Der Arbeitsplatz der Klägerin ist während ihrer elternzeitbedingten Abwesenheit tatsächlich nicht neu besetzt, sondern abteilungsintern mit anderen Aufgabengebieten zusammengelegt worden. Das Arbeitsgericht folgte dem Klageantrag der Arbeitnehmerin.
Entscheidung
Die Berufung des Arbeitgebers blieb erfolglos. Der Arbeitnehmerin steht gem. § 15 Abs. 1, 6 Satz 1, Abs. 7 Sätze 1 und 5 BErzGG ein Anspruch auf Verringerung der Arbeitszeit während der Elternzeit auf wöchentlich 19 Stunden zu. Es liegen keine dringenden betrieblichen Gründe vor, die dem Anspruch der Mitarbeiterin entgegenstehen. Die zusammengelegten Arbeitsbereiche können ohne gewichtige Nachteile für den Arbeitgeber von zwei Halbtagskräften übernommen werden. Insbesondere die seitens des Unternehmens geforderte Kontinuität der Ansprechpartner für den Kundenstamm bleibt bei einer Beschränkung auf gerade einmal zwei Mitarbeiter erhalten. Auch kann sich der Unternehmer nicht darauf berufen, die Kündigung eines Vollzeitmitarbeiters wegen des Erziehungsurlaubs der Klägerin sei ihm nicht zumutbar. Denn auch wenn die Klägerin keine Elternzeit in Anspruch genommen hätte, wäre infolge der Unternehmensentscheidung des Arbeitgebers der Arbeitsplatz entfallen.
Konsequenzen
Soll der Arbeitsplatz eines in Elternzeit befindlichen Mitarbeiters aufgrund von Rationalisierungsmaßnahmen abgebaut werden, muss der Arbeitgeber gegenüber demjenigen, der den Aufgabenbereich des Arbeitnehmers in Elternzeit (mit-)übernommen hat, eine Änderungskündigung aussprechen. An dieser Verpflichtung ändert die Elternzeit des anderen Beschäftigten nichts. Dieser muss die Rationalisierungsmaßnahmen seines Arbeitgebers nicht dadurch sozial ?abfedern?, dass er ? entgegen seinem Begehren ? auf eine Teilzeittätigkeit während der Elternzeit verzichtet.
Praxistipp
Neben der Verpflichtung des Arbeitgebers, im Falle von Rationalisierungsmaßnahmen Änderungskündigungen auszusprechen, kann er den Bedürfnissen seiner Kunden durch zusätzliche interne Maßnahmen Rechnung tragen.

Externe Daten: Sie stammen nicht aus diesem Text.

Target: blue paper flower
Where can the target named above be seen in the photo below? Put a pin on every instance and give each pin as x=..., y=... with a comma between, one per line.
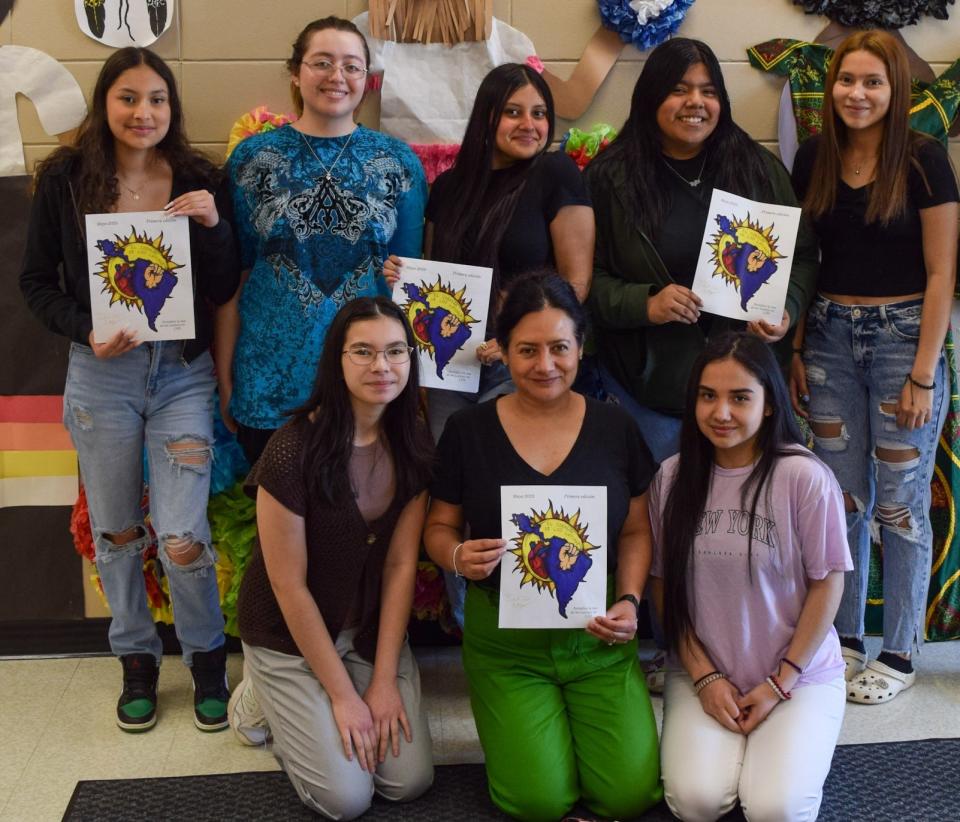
x=621, y=18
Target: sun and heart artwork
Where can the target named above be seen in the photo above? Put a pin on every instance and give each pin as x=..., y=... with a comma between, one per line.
x=446, y=305
x=554, y=572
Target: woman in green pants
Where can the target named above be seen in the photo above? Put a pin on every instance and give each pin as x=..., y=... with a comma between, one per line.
x=563, y=715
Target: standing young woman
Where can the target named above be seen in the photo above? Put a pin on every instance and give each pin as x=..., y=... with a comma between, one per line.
x=132, y=155
x=562, y=714
x=325, y=603
x=883, y=200
x=651, y=191
x=319, y=204
x=749, y=555
x=510, y=205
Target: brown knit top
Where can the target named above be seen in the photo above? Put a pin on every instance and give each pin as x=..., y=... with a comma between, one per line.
x=345, y=554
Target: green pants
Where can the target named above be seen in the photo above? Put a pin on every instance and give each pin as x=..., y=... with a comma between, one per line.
x=562, y=717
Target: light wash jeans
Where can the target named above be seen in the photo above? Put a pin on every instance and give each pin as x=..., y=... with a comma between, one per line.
x=111, y=409
x=857, y=358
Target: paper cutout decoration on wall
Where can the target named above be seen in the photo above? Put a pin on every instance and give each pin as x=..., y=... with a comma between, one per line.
x=878, y=14
x=122, y=23
x=49, y=86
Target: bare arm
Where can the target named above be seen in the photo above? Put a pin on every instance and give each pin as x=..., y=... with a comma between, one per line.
x=634, y=554
x=396, y=602
x=816, y=617
x=226, y=330
x=719, y=698
x=284, y=545
x=572, y=233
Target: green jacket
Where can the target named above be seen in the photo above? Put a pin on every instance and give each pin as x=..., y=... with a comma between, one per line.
x=653, y=362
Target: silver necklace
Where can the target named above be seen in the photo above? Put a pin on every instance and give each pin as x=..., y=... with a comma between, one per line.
x=327, y=172
x=692, y=183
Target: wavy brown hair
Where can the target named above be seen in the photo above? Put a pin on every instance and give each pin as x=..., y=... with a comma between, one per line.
x=302, y=43
x=92, y=160
x=898, y=146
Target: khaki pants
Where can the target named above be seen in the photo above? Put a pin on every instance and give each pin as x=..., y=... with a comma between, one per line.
x=307, y=743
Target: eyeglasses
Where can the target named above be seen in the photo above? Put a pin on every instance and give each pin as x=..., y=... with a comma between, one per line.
x=393, y=354
x=351, y=71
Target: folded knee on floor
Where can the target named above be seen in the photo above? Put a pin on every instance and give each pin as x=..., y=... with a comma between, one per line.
x=693, y=800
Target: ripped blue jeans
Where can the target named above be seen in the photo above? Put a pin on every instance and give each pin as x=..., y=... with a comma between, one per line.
x=112, y=409
x=857, y=359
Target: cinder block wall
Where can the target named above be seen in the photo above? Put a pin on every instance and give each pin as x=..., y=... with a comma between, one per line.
x=228, y=54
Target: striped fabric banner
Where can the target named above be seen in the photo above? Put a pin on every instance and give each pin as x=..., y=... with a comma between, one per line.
x=38, y=465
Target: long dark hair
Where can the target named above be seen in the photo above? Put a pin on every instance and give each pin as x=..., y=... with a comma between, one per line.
x=733, y=159
x=456, y=237
x=887, y=197
x=300, y=45
x=95, y=186
x=328, y=415
x=779, y=435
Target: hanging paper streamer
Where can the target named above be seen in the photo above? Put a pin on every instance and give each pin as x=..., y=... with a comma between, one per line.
x=122, y=23
x=878, y=14
x=645, y=23
x=583, y=146
x=50, y=87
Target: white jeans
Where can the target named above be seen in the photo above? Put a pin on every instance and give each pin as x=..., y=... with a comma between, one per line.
x=307, y=743
x=777, y=771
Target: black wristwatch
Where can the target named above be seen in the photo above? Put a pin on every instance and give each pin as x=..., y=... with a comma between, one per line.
x=633, y=600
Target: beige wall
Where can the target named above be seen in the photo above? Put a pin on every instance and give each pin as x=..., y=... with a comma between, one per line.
x=228, y=54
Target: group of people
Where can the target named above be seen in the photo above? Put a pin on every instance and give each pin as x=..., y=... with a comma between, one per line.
x=600, y=365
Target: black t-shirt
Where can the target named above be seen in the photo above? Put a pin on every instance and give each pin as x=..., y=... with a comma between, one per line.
x=553, y=182
x=876, y=260
x=475, y=457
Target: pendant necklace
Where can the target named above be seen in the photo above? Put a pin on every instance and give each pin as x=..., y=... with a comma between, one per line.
x=327, y=172
x=692, y=183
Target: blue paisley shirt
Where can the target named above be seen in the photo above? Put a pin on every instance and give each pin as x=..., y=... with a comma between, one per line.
x=312, y=241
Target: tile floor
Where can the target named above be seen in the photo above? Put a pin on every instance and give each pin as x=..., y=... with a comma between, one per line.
x=56, y=724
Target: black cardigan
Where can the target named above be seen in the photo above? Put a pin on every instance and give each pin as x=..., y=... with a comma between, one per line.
x=54, y=277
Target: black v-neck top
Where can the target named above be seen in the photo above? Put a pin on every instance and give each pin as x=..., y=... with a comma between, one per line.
x=872, y=259
x=475, y=457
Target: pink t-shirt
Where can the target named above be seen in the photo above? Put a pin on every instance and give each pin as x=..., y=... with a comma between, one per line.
x=799, y=534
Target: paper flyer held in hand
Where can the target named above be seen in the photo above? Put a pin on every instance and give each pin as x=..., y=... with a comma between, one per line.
x=446, y=304
x=745, y=258
x=554, y=571
x=140, y=276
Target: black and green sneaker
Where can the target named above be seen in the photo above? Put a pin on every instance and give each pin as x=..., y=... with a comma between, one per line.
x=210, y=692
x=137, y=706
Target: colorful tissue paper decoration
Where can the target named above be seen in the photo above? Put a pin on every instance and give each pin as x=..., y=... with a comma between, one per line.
x=253, y=122
x=877, y=14
x=583, y=146
x=645, y=23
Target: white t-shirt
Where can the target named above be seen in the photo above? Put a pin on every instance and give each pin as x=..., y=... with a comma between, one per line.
x=428, y=89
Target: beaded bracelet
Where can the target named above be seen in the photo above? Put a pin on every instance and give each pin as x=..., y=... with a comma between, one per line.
x=777, y=688
x=702, y=683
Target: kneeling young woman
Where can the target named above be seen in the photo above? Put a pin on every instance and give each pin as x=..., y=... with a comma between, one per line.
x=749, y=555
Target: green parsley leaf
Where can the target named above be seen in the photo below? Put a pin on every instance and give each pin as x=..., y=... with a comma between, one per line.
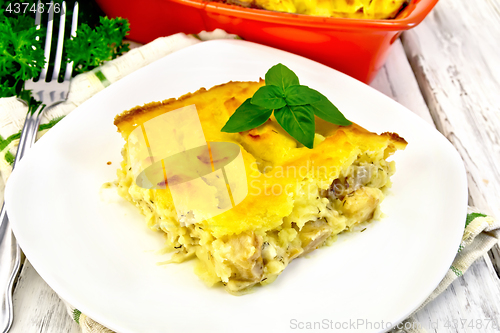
x=329, y=112
x=246, y=117
x=471, y=217
x=298, y=121
x=301, y=95
x=281, y=76
x=269, y=97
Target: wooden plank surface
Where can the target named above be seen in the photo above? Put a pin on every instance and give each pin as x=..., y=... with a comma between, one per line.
x=475, y=297
x=455, y=55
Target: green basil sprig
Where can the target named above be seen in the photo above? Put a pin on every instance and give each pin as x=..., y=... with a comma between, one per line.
x=294, y=107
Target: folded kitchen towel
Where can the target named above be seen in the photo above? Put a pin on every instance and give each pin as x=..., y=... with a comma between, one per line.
x=481, y=232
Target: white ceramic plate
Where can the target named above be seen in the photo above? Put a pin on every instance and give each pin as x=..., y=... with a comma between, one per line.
x=98, y=254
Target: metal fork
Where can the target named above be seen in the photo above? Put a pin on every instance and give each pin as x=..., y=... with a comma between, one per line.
x=50, y=92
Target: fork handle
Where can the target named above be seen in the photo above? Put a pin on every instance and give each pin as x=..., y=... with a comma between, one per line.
x=10, y=257
x=10, y=253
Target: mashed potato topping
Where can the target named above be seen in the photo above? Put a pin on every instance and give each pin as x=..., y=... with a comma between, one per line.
x=298, y=198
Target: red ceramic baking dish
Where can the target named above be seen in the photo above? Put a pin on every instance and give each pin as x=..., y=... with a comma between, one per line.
x=356, y=47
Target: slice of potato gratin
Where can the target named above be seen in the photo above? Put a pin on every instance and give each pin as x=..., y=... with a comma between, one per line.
x=298, y=198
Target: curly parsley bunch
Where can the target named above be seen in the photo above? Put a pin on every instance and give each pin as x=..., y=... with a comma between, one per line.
x=21, y=45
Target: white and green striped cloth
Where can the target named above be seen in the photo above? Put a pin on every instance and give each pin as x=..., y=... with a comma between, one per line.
x=481, y=232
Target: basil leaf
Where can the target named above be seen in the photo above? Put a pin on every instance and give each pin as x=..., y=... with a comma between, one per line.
x=301, y=95
x=246, y=117
x=298, y=121
x=281, y=76
x=269, y=97
x=329, y=112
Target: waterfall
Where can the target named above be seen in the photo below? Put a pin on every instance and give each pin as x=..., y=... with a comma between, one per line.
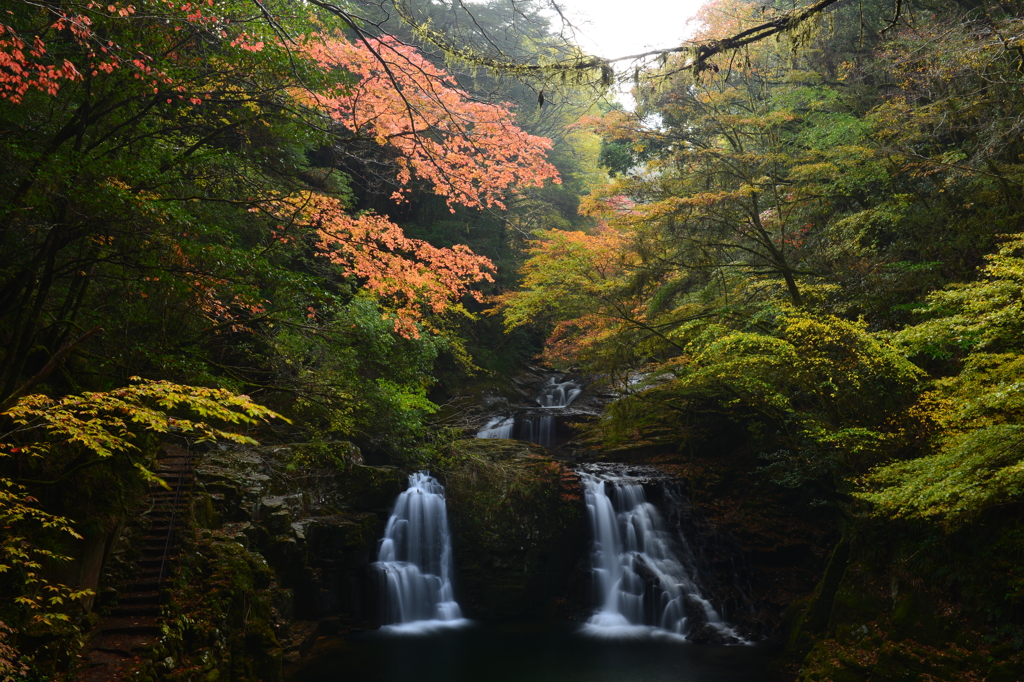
x=534, y=427
x=499, y=427
x=415, y=560
x=641, y=583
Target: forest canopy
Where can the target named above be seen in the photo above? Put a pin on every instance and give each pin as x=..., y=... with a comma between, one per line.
x=227, y=220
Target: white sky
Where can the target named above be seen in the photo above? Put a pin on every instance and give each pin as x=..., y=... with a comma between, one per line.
x=619, y=28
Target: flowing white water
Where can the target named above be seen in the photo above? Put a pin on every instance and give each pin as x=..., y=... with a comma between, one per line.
x=499, y=427
x=642, y=585
x=536, y=428
x=415, y=561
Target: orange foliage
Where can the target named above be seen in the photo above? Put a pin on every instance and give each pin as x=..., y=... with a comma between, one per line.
x=469, y=151
x=418, y=276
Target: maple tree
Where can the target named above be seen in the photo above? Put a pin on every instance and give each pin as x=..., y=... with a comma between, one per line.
x=470, y=152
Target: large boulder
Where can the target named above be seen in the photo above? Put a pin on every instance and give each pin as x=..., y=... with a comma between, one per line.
x=518, y=523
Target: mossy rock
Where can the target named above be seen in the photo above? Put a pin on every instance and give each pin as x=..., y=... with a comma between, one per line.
x=517, y=517
x=371, y=488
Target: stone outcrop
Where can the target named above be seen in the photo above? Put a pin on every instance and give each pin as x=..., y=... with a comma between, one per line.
x=519, y=530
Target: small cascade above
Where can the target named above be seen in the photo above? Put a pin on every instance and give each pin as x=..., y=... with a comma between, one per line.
x=538, y=421
x=642, y=583
x=415, y=561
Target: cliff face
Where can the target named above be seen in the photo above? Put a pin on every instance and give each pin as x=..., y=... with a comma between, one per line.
x=519, y=530
x=278, y=550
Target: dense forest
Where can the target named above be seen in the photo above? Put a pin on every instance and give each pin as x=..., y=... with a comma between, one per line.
x=274, y=222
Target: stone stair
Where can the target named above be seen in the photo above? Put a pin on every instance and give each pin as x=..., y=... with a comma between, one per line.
x=119, y=639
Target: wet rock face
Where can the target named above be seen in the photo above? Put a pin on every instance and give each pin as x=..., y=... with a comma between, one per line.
x=519, y=534
x=315, y=526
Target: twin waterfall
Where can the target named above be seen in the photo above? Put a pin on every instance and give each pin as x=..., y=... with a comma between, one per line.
x=415, y=560
x=642, y=585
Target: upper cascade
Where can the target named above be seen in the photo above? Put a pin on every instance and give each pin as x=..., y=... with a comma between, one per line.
x=415, y=558
x=537, y=426
x=642, y=583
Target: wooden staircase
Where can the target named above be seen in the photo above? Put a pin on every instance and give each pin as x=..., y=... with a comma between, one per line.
x=117, y=642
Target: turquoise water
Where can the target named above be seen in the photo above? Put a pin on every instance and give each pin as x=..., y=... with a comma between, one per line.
x=531, y=652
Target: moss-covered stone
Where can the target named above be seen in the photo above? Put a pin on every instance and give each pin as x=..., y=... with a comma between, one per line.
x=517, y=517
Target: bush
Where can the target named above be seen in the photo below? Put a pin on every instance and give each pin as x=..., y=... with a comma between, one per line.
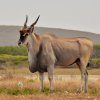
x=4, y=58
x=13, y=50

In der vorliegenden Entscheidung sah sich der Arbeitgeber durch die Verpflichtung zur Umwandlung einer Vollzeit- in zwei Teilzeitstellen in seiner unternehmerischen Freiheit zur Gestaltung der Betriebsabläufe verletzt. Das Landesarbeitsgericht stellte darauf ab, dass gerade in Verkaufsbereichen die Teilzeitbeschäftigung alltäglich praktizierte Lebenswirklichkeit geworden sei und dieser Umstand von den Kunden auch akzeptiert werde. Inwieweit ein Kunde im jeweiligen Fall tatsächlich von den Beschäftigungsmodellen des von ihm kontaktierten Unternehmens weiß, sei dahingestellt. Entscheidend ist für ihn eine kompetente, umfassende und zeitnahe Beratung.
Arbeitgeber sollten daher verstärkt in die Personalentwicklung ihrer Mitarbeiter investieren und für eine Flexibilisierung der Arbeitszeiten ihrer Teilzeitbeschäftigten Sorge tragen. So kann beispielsweise durch eine zeitliche Überlappung der Arbeitszeiten ein Informationsaustausch unter den Mitarbeitern stattfinden, welcher die Sachbearbeitung nicht zuletzt im Interesse des Kunden beschleunigt.